- Used for those deceased 1914–1918
- Established: Spring 1917
- Location: 50°3′39″N 2°41′02″E﻿ / ﻿50.06083°N 2.68389°E near Thiepval, Somme, France
- Total burials: 1,304
- Unknowns: 815
- Commemorated: 489

Burials by nation
- Allied Powers

Burials by war
- World War I: 1,304

UNESCO World Heritage Site
- Official name: Funerary and memory sites of the First World War (Western Front)
- Type: Cultural
- Criteria: i, ii, vi
- Designated: 2023 (45th session)
- Reference no.: 1567-SE02

= Mill Road Cemetery =

CWGC cemetery in Thiepval, Somme, Picardie, France

 Mill Road Cemetery is a Commonwealth War Graves Commission burial ground for the dead of World War I situated near the French town of Thiepval.

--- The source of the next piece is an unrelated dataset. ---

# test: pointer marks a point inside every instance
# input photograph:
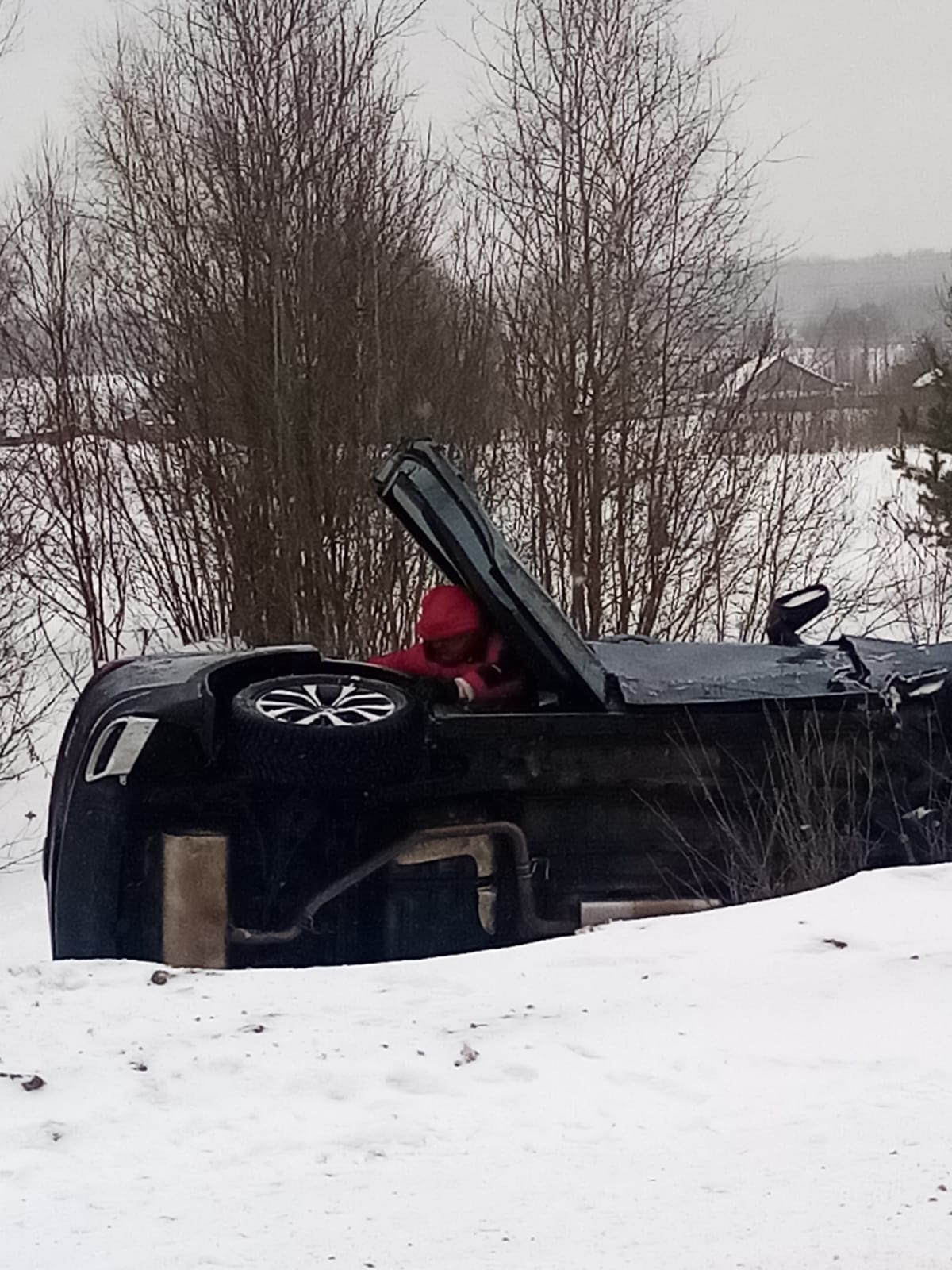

The cemetery was established as a battlefield cemetery for troops killed in the Battle of the Somme. Battlefield clearances of the surrounding area in 1919 significantly increased the size of the cemetery. The cemetery was extended after the Armistice, with graves brought in from the battlefields of Beaumont-Hamel and Thiepval, and from the smaller Division Road Cemeteries No. 1 and No. 3 and St Pierre-Divion Cemetery No. 2.

The cemetery now contains the graves of 1,304 Commonwealth soldiers, 815 of which are unidentified. The cemetery was designed by Sir Herbert Baker.